The quality of state level financial management and governance demands urgent attention both in the UK and around the world.
The poor quality of governments’ financial management demands urgent, sustained and well-designed reform efforts in almost every country. While much of the blame for the global financial crisis, and in particular the consequent sovereign debt crisis, is placed on banks, too little attention has been paid to the contribution of deficient accounting and poor auditing and financial management by governments. This problem is not confined to any one part of the world or category of countries.
The debt crisis has highlighted a variety of unacceptable financial management practices and exposed the fact that some governments’ were running unsustainable financial positions. These positions were disguised by inadequate accounting systems.

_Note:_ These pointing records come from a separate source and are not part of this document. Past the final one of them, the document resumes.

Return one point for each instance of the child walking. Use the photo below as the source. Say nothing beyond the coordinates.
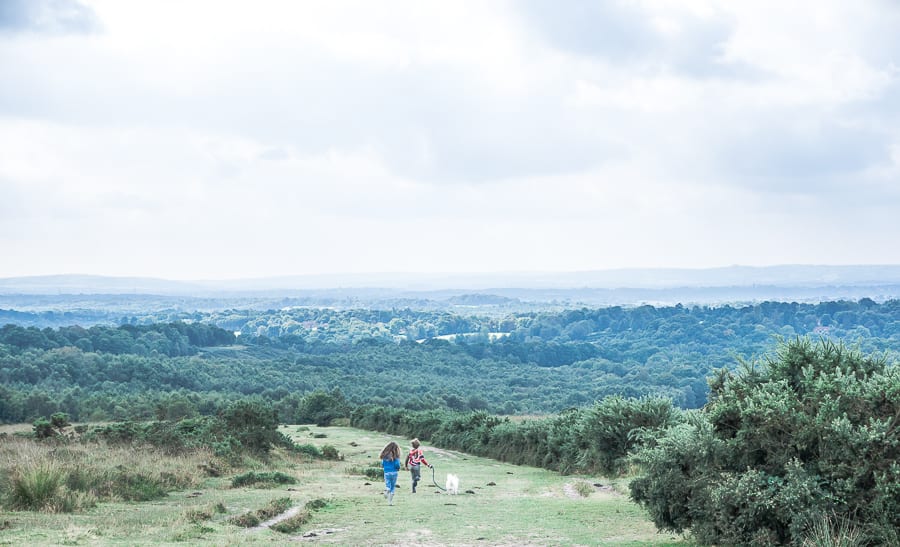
(390, 462)
(414, 460)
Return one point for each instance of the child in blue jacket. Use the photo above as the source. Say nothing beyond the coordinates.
(390, 462)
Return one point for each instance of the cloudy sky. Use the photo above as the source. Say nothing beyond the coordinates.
(219, 140)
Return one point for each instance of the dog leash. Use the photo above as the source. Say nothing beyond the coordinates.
(434, 481)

Without good financial information and advice, policy makers and managers of public services fail to make sound decisions, leading to poor use of public money, inefficient services and the exposure of services, economies and people to avoidable risk.
Financial regulations are being revised internationally to ensure banks recapitalise, but there has been no corresponding drive to manage government balance sheets better for the long term. While the UK has started to publish Whole of Government Accounts, the information is not yet used as an integral part of public spending architecture.
When accrual accounts and budgets were originally introduced in the UK these were accompanied by output targets in the form of Public Service Agreement targets. PSAs were intended to improve resource allocation, policy-making and effective service delivery with consistent policy outputs and outcomes – delivering better value for money. But PSAs were designed to enhance HM Treasury’s controls, and were never reinforced through the Parliamentary Estimates process. PSAs evolved over time, but this explicit focus on outputs has been lost through subsequent series of reforms and ceased altogether in 2010.
In contrast, the New Zealand Estimates of Appropriations and the Statement of Intent form the framework for defining objectives and performance indicators within departments, who report performance against objectives in their annual reports. Reforms in France led to the budget being voted on the basis of ‘missions’ related to the government’s outcome objectives, with each mission having performance objectives, thereby improving parliamentary control over the budget.
The most fundamental motivation for better government accounting is that it enables higher levels of economic growth, determining a society’s ability to meet the needs of its citizens, and it impacts on levels of employment and therefore individuals’ welfare. Transparency acts to inform voters and constrain decisions which have unsustainable financial consequences. The relationship between good numbers and good decisions is universal, and Greece provides the most dramatic example of the damage that can be done by poor and weak financial management.
It might have been expected that an accounting failure by a sovereign government with huge national, regional and global ramifications would have generated the momentum for reform. But even in Greece, despite many hundreds of reform requirements imposed by the ‘Troika’, we are yet to see any serious steps towards adopting accruals based accounting and reporting for its government.